Features seem to exist independently from one another in the early processing stages of human perception. They are not associated with a specific object either. Human perception is not gradually turning features into objects like we do in deep learning. Properly distinguishing feature integration from detection and how to do it is a open question.

2 comments

And people will amaze at the totally super-froggy things these super-frogs can do, and understand even less why the super frogs aren't taxiing already. :-)
They actually are, but the self driving cars use that subsystem as only one component of the whole and most of it is not a super-frog.
You are making a lot of incorrect statements about brains and vision. I would advise you to study some visual neuroscience.

> Learning multilayer convolutional representations of statistical features is roughly equal to taking few first few layers in visual cortex and stacking them.

No, it isn't roughly equal the first few layers of visual cortex. The first few layers of visual cortex have substantial feedback connectivity from higher areas which affects the responses of even the most peripheral parts. (Citations in our arxiv preprint linked above.).

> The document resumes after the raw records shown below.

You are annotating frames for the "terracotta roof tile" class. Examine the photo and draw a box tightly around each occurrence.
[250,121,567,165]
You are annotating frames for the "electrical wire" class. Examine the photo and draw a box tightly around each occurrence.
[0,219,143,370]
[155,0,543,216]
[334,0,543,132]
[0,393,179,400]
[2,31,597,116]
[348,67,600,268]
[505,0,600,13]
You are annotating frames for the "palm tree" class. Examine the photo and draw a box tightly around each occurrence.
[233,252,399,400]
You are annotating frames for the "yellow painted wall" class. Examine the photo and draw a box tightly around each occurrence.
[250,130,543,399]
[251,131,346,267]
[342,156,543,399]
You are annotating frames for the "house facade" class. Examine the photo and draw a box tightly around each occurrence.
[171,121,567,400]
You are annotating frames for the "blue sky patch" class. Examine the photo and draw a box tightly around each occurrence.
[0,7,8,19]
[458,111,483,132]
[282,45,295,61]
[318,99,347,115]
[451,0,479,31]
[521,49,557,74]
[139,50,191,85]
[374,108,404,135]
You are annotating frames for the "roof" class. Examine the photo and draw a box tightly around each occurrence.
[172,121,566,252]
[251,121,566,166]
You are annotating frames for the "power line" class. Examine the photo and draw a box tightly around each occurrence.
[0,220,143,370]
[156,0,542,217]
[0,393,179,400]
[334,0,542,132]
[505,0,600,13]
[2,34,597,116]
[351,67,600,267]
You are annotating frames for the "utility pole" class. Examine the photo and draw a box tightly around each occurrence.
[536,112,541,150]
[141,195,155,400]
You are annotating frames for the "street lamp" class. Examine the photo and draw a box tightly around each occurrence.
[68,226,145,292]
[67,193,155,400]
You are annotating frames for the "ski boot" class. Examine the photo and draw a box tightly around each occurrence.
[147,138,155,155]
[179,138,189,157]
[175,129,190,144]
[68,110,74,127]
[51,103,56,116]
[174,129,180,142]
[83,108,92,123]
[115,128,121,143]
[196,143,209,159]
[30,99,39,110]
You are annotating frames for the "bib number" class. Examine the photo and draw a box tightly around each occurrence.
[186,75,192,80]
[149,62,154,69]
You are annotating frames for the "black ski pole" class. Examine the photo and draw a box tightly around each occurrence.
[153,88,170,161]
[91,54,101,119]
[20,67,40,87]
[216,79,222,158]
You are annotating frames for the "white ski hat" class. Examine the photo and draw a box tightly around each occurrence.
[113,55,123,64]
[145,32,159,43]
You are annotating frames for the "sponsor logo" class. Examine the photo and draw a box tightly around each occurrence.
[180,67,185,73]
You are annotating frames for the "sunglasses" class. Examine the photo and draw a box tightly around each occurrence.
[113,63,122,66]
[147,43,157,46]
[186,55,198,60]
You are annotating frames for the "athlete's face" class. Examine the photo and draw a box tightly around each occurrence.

Most of the brain has more feedback connectivity from elsewhere than feedforward ascending connectivity. This qualitatively affects activations.

>We are essentially building a frog...

I suspect frog vision is far more robust than anything we are "essentially building".

> Features seem to exist independently...

Please have a close look at some modern visual neuroscience. Or speak to an good honest electrophysiologist.

Which citations are you referring to? I would be grateful if you could please be specific.